HCFA Place of Service: Select the appropriate Place of Service (POS) to be used to identify the facility when claims are processed. This field should be completed or errors may be received at claims processing.
Federal Tax ID: Enter the Tax Identification number associated to the Facility. This number will be referenced on claim forms/file. This number is also necessary for successful Electronic Remittance Advice posting.
Taxonomy Number: Enter the Facility's Taxonomy number if applicable.
National Provider ID Number: Enter the Facility's NPI number. This number will be referenced on claim forms/files as the Facility NPI. Leaving this field blank may result in claim forms not processing correctly.
Contact Name: (Optional) Enter the name of a person who would be considered the Facility's primary point of contact. This person may be used on various forms that can be created in the system.
E-mail: (Optional) Enter an e-mail address for the contact person.
Website: (Optional) Enter a website address for the Facility.
Shared check box: Check this box to enable other Business Entities in the Group to view this Facility.
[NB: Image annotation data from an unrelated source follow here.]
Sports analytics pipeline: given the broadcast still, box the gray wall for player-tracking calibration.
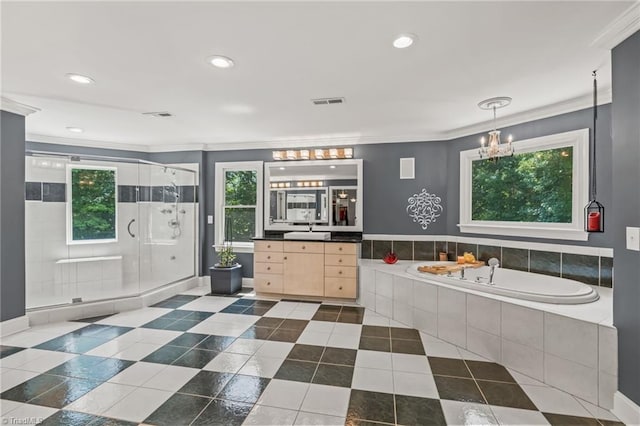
[0,111,26,321]
[447,104,614,247]
[609,32,640,405]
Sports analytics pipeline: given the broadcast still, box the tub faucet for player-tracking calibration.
[487,257,500,285]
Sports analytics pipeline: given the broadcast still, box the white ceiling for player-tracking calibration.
[1,1,632,150]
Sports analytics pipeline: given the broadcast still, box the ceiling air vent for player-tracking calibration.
[311,98,345,105]
[142,111,173,118]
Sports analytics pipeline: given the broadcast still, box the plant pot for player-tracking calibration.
[209,263,242,294]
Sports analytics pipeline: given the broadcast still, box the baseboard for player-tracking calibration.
[612,391,640,426]
[0,315,29,337]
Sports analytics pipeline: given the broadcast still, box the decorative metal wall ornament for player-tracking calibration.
[407,188,444,230]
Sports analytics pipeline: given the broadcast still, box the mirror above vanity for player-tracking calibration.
[264,159,362,232]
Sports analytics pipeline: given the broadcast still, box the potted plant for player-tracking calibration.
[209,218,242,294]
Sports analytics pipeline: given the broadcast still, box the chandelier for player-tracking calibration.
[478,96,513,161]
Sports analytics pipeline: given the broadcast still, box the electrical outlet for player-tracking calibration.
[627,226,640,251]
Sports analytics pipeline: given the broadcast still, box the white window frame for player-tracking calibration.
[214,161,264,253]
[458,129,589,241]
[66,164,119,246]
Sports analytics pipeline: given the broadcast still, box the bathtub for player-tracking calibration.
[407,262,600,305]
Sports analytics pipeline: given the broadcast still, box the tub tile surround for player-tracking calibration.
[359,258,617,409]
[361,236,613,288]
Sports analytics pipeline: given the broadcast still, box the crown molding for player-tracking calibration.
[590,1,640,49]
[26,133,150,152]
[0,96,40,117]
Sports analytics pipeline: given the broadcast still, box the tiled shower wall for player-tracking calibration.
[361,240,613,288]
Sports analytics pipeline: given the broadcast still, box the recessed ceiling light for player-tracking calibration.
[393,34,418,49]
[67,73,95,84]
[209,55,233,68]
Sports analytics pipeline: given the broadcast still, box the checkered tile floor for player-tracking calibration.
[0,288,621,426]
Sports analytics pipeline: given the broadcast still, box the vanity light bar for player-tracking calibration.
[272,148,353,160]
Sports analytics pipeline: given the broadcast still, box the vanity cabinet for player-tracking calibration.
[254,240,358,299]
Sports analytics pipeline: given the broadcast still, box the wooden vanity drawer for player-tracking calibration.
[254,251,283,263]
[324,277,356,299]
[324,254,358,266]
[253,241,283,252]
[253,274,282,293]
[284,241,324,253]
[324,266,356,278]
[254,262,283,275]
[324,243,357,255]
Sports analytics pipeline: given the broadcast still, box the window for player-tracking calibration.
[215,161,263,249]
[459,129,589,240]
[67,166,118,244]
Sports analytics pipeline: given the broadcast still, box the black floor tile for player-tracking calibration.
[361,325,391,339]
[0,345,26,359]
[395,395,447,426]
[287,344,324,362]
[429,356,471,378]
[141,345,189,364]
[240,326,276,340]
[218,374,271,403]
[477,380,537,410]
[196,335,236,352]
[0,374,67,402]
[29,377,102,408]
[144,393,211,426]
[433,376,486,404]
[173,348,219,368]
[391,339,425,355]
[167,333,209,348]
[273,359,318,383]
[465,361,516,383]
[347,389,396,424]
[358,336,391,352]
[311,364,353,388]
[542,413,600,426]
[193,399,253,426]
[178,370,233,398]
[39,410,100,426]
[390,327,422,341]
[320,347,358,366]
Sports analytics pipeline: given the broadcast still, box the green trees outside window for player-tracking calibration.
[70,168,117,241]
[224,170,258,242]
[471,147,573,223]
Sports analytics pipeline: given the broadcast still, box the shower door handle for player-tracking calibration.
[127,219,136,238]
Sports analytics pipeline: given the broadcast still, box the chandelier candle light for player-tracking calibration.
[478,96,513,161]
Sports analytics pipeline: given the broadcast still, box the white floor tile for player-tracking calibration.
[238,355,284,378]
[294,411,346,426]
[355,350,392,370]
[300,384,351,417]
[393,371,439,399]
[521,385,589,417]
[142,365,200,392]
[242,405,298,426]
[491,405,549,426]
[257,379,309,410]
[391,354,431,374]
[351,367,393,393]
[65,383,136,415]
[109,362,166,386]
[440,399,498,425]
[224,339,265,355]
[202,353,251,373]
[103,388,172,423]
[256,341,294,359]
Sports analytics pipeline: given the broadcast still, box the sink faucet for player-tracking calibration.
[487,257,500,285]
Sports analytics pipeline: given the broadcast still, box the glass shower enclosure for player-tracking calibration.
[25,151,198,309]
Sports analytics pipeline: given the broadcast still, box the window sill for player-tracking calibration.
[458,224,589,241]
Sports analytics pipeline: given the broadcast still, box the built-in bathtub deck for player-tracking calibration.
[358,259,618,409]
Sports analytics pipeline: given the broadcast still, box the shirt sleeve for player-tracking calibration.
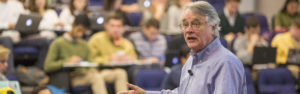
[146,88,178,94]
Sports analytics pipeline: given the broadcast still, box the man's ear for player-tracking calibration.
[211,24,217,35]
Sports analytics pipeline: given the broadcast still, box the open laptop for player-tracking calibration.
[287,49,300,64]
[252,47,277,64]
[15,14,42,33]
[0,81,22,94]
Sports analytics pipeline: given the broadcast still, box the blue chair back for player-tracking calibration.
[258,68,296,94]
[245,68,256,94]
[135,70,166,90]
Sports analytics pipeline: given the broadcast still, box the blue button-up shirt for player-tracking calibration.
[147,38,247,94]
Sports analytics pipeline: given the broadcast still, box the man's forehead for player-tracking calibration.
[182,10,206,22]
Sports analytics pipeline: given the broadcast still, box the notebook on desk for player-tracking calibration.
[0,81,22,94]
[63,61,99,68]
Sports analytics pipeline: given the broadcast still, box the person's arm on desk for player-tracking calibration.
[117,84,178,94]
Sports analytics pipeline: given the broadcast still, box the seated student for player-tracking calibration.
[59,0,88,31]
[143,0,167,22]
[0,0,24,30]
[88,14,137,92]
[275,0,300,32]
[0,37,15,75]
[100,0,131,26]
[28,0,63,30]
[129,18,167,65]
[120,0,139,13]
[234,16,268,64]
[271,18,300,78]
[162,45,190,90]
[219,0,245,43]
[166,0,192,35]
[0,45,10,81]
[33,85,67,94]
[44,15,107,94]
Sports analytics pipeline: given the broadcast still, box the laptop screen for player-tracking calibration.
[287,49,300,64]
[252,47,277,64]
[0,81,22,94]
[15,14,42,32]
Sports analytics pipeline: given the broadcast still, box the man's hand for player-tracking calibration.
[118,84,146,94]
[8,24,16,29]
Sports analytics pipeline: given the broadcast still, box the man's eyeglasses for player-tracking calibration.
[179,22,206,30]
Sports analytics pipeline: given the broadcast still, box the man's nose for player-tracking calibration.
[185,26,193,33]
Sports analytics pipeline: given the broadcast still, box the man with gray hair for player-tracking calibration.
[119,1,247,94]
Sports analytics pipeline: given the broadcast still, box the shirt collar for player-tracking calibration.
[190,38,220,65]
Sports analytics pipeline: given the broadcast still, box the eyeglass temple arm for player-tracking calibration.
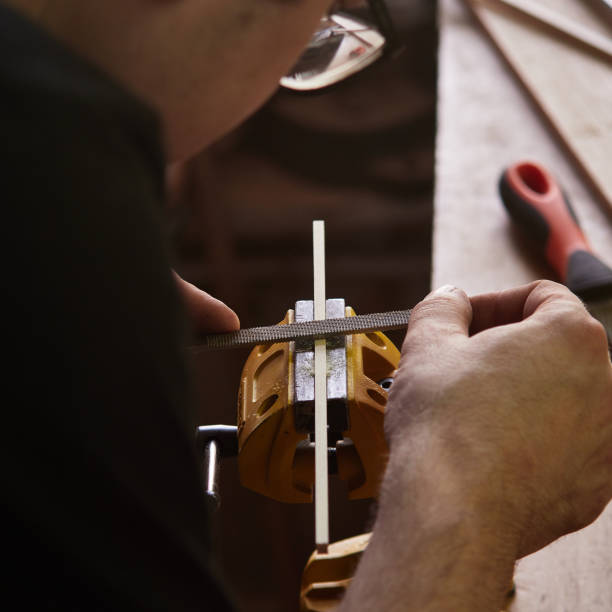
[368,0,396,47]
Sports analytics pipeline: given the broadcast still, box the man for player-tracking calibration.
[0,0,612,611]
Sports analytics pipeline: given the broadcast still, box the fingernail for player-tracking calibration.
[431,285,457,295]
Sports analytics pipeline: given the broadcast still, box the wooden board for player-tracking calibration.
[466,0,612,214]
[432,0,612,612]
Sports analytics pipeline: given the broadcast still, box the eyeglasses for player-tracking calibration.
[280,0,395,91]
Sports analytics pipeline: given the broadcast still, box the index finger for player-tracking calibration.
[470,280,583,335]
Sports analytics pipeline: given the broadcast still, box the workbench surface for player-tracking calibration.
[432,0,612,612]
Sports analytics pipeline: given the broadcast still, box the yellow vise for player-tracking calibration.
[238,300,400,503]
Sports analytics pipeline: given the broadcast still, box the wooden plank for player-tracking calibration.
[474,0,612,60]
[312,221,329,553]
[432,0,612,612]
[465,0,612,214]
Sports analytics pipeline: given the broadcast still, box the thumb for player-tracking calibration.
[408,285,472,342]
[174,272,240,333]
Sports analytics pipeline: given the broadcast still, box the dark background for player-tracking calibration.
[170,0,437,612]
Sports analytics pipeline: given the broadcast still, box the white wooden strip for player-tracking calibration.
[312,221,329,553]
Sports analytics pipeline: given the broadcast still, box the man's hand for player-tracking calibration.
[343,281,612,612]
[173,272,240,334]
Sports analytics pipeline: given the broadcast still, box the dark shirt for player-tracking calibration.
[0,5,234,612]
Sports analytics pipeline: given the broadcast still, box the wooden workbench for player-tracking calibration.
[432,0,612,612]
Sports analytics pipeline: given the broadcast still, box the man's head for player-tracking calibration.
[7,0,330,159]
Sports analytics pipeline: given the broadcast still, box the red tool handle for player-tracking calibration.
[499,161,612,299]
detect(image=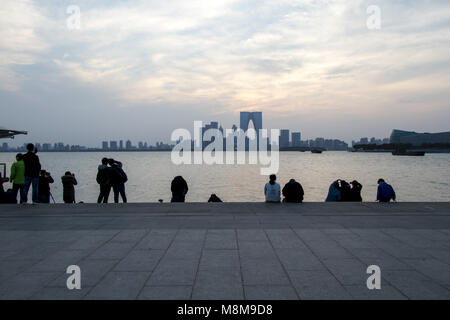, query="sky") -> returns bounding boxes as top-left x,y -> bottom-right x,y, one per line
0,0 -> 450,147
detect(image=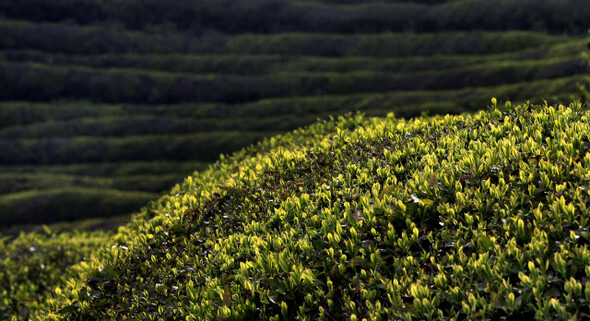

Pay-to information: Enter the information corresponding to where payments should be sent. This information will appear on claim forms.
Tax ID
National Provider ID
Enter one or more addresses by clicking the in the Address section. You can enter multiple address typesaddress types for the Facility.
Insurance IDs: Information only needs to be entered here if you have been instructed to provide Facility-specific Ids by a payor. This screen can also be accessed from the Insurance Carrier Dictionary > Facility Insurance Ids.
Physician IDs: Information only needs to be entered here if you have been instructed to provide Facility-specific physician IDs by a payor. This screen can also be accessed from the Physician Dictionary > Facility Insurance Id’s.